Tuesday, 8 October 2024

 Lessons in Geography: Chapter III

Sreekumar K

Six books had been copied. That was the seventh one. Three more and I was done.

Seventh standard social science.

Schools have changed quite a lot in these three decades. There were no such things like social science those days. There was science, maths and history. May be there was geography too but I don’t remember much of that anyway.

My mind was going around a few lines in the pdf sent to me by the president of the club which had initiated the mission of copying notes for those children who had lost their books in the recent floods.

It wasn’t the notes that caught my attention. It was a parody of a poem I too had learned in my school days. Beyond its mellifluous rhythm, I too had found it quite a bore. But this little genius had parodied it to talk about his squirrel, a great escape artist.

Arshad

Standard VII

So, just twelve and already a poet.

Actually that was a good thing to take up. Though I had voted for photocopying the notes and not writing them down in new note books, I now saw the point in it.

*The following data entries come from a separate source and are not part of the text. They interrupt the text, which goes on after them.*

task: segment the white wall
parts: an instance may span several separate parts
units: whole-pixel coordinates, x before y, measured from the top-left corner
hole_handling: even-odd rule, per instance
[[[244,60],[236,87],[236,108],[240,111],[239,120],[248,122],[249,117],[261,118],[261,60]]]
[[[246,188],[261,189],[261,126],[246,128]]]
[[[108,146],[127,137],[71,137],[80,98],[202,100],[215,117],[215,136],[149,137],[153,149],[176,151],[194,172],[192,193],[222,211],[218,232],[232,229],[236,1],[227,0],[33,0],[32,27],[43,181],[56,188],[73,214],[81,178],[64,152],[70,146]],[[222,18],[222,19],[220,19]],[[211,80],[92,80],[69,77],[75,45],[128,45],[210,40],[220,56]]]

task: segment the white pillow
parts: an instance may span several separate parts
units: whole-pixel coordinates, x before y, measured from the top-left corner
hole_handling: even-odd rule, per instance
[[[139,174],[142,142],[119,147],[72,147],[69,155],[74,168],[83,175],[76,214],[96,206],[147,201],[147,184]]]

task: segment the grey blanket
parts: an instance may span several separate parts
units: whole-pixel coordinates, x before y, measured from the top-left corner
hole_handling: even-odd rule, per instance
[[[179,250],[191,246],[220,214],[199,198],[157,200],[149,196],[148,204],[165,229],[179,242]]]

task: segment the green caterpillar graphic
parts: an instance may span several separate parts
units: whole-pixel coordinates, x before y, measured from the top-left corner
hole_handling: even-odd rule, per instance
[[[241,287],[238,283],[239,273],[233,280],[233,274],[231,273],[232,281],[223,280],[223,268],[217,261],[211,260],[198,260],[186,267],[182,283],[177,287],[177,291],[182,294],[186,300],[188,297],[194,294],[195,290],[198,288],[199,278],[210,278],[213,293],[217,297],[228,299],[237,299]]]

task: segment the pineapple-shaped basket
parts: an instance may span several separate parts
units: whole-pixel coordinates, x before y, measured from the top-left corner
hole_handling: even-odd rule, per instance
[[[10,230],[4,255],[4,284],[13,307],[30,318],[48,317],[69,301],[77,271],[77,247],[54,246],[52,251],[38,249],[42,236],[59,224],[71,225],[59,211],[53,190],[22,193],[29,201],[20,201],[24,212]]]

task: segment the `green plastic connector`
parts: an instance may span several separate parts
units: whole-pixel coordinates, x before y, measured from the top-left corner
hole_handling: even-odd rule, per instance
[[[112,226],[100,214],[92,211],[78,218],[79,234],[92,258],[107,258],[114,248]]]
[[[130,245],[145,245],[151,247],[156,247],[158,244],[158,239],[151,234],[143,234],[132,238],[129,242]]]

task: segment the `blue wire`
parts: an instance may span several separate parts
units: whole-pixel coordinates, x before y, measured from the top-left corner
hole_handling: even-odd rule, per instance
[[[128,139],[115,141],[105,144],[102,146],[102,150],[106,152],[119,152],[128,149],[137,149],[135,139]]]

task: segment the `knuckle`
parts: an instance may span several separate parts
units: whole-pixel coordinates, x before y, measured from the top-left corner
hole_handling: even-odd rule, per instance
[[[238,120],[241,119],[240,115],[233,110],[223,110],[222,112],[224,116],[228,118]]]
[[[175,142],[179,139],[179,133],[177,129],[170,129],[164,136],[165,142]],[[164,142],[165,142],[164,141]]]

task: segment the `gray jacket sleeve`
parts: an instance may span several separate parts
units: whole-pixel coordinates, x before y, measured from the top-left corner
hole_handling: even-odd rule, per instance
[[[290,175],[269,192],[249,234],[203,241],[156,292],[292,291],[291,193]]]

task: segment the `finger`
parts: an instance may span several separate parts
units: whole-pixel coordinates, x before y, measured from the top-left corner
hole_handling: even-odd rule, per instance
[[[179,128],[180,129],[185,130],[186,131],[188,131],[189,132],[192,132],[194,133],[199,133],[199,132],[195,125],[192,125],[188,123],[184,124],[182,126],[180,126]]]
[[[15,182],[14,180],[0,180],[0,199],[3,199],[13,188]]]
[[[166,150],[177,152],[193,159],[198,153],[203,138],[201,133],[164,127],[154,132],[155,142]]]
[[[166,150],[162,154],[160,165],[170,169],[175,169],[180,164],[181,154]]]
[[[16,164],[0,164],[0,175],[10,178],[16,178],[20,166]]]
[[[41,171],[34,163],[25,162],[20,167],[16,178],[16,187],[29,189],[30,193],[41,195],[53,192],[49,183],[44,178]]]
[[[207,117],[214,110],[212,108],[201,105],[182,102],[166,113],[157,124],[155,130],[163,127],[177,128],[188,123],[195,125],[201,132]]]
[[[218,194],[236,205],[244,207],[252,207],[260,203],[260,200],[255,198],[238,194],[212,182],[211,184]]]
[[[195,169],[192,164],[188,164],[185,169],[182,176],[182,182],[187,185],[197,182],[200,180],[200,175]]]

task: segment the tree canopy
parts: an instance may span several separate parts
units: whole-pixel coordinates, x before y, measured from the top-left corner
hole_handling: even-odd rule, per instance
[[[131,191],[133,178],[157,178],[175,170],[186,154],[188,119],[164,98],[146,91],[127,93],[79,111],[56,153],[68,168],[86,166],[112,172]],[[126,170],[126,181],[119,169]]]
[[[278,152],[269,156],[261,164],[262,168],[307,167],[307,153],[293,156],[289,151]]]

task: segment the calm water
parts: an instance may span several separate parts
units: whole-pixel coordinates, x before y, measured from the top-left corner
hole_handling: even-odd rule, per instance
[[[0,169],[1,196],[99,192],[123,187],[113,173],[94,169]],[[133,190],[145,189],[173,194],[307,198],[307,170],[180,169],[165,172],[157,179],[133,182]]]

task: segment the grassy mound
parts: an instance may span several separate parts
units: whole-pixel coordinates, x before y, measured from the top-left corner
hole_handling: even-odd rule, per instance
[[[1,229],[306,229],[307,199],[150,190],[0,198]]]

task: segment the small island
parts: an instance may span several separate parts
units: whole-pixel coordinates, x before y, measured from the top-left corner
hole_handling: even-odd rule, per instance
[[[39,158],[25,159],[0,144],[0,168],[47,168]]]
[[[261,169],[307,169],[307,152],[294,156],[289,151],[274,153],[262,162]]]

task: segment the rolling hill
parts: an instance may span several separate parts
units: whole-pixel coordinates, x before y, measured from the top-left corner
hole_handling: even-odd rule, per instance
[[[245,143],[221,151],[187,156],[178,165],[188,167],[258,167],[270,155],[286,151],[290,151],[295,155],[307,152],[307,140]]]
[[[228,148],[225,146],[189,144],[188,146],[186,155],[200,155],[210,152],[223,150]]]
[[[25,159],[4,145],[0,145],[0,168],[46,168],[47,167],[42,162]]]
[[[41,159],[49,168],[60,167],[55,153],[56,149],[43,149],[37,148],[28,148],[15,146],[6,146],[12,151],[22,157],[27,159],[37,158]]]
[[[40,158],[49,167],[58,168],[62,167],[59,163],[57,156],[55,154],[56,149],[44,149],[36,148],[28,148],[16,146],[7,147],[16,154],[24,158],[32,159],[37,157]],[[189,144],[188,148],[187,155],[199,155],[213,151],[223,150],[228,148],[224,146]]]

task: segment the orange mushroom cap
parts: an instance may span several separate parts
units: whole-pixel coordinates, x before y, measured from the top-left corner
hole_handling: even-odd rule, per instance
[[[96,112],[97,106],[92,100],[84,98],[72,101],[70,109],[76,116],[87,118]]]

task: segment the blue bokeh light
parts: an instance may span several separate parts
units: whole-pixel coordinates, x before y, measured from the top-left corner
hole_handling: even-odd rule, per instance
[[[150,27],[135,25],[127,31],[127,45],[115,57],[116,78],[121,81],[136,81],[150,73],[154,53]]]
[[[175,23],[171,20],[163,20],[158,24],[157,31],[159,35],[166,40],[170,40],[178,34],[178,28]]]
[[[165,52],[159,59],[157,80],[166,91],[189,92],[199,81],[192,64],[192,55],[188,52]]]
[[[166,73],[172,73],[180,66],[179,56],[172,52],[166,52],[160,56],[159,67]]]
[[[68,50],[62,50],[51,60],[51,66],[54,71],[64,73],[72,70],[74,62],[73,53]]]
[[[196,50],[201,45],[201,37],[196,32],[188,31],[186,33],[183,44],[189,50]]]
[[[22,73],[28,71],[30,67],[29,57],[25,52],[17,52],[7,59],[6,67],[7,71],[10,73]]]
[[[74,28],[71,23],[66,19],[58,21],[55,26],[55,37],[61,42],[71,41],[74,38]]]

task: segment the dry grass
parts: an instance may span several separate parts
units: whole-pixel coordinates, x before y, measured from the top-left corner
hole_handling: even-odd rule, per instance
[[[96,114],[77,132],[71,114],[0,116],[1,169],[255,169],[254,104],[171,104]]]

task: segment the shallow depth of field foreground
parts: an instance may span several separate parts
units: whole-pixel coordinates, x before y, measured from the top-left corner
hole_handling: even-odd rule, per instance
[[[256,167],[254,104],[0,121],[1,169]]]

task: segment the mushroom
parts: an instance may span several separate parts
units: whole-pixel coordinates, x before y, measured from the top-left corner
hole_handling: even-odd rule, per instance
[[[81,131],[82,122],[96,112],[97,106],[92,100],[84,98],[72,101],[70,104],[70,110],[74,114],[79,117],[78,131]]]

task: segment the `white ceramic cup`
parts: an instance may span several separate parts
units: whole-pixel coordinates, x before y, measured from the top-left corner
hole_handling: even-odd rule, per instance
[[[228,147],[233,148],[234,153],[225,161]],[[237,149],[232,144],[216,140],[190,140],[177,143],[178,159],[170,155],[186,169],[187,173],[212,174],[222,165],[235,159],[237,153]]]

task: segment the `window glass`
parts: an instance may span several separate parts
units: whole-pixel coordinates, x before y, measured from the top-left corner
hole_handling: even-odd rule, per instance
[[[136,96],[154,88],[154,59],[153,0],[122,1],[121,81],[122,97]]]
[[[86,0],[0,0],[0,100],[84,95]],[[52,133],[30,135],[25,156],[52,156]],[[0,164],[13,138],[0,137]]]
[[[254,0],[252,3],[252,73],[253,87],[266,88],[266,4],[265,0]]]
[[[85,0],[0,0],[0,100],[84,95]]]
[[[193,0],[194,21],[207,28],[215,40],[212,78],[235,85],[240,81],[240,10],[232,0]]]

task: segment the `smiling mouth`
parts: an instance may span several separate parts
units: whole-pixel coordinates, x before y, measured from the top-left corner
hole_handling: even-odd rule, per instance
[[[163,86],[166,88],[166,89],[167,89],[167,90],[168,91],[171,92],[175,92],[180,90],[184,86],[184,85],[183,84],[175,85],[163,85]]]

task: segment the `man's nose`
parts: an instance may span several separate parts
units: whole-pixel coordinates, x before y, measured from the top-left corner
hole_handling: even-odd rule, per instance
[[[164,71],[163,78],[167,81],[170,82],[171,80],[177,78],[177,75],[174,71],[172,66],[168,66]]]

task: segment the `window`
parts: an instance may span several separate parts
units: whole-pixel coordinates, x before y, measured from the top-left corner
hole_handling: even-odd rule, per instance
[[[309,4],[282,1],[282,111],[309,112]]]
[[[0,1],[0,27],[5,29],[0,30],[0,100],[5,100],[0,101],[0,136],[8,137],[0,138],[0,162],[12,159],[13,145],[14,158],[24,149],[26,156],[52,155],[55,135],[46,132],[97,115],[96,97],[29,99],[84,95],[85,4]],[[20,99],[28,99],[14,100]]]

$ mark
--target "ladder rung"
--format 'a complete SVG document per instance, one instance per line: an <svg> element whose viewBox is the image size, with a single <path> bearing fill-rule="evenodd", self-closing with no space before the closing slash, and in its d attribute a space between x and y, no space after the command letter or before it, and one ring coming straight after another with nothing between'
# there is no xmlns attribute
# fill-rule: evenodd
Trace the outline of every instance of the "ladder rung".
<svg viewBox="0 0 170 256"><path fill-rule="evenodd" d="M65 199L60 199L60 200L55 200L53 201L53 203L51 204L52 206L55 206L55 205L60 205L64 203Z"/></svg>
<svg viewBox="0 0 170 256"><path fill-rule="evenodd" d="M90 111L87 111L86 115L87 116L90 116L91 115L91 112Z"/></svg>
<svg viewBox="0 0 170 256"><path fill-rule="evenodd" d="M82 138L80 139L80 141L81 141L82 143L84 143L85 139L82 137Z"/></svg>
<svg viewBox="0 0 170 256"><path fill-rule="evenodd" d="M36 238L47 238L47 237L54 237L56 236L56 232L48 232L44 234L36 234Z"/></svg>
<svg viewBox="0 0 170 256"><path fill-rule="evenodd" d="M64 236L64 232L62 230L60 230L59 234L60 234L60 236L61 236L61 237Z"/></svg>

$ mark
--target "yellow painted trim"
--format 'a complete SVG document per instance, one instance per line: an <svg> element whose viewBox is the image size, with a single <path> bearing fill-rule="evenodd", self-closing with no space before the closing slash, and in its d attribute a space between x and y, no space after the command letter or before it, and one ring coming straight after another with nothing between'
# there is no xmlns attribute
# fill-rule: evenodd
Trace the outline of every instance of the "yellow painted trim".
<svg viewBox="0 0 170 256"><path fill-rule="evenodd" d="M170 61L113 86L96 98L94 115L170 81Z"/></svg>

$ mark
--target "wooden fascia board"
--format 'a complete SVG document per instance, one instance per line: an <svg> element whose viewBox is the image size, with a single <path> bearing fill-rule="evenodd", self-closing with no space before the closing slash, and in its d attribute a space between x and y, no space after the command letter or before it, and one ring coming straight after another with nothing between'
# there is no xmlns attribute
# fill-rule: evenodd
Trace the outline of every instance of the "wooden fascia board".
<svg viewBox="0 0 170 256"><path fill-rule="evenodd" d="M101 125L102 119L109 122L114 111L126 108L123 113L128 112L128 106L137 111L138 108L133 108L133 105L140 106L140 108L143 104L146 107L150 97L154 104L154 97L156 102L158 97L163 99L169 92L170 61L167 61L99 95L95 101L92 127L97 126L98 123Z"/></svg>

It would create a kind of obligation, a social obligation. When the children saw these books they would surely think that even unknown people cared for them and that there was nothing to fear.

Nothing to fear till the next flood. Or the drought.

Life is so uncertain. No wonder someone once said life is certainly uncertain.

At 55, that was not an easy task, listening to my daughter reading  out from notebooks and taking it down onto fresh notebooks.

And what a stupid lingo!

I could’t spell some of these geography terms. English or Latin or Sanskrit? How were the children supposed to make heads and tails out of this?

“Dad, are you going to write or should I go? I have a lot of homework to finish.”

Ramya had already read out a line three times and she was getting impatient.

On the Sands of Time. A lesson about landslides, quakes and erosions.

Hundreds of people were doing the same, sitting in different places in and around Kerala. In a week, they would finish ten thousand notebooks. It was by dividing it with thousand that I fixed my target as ten.

From the kitchen, Malu announced that the Onam feast was ready. We had decided to limit Onam, the week-long feast festival, to a single day this year. Most of Kerala had decided not to have any celebration because of the deluge.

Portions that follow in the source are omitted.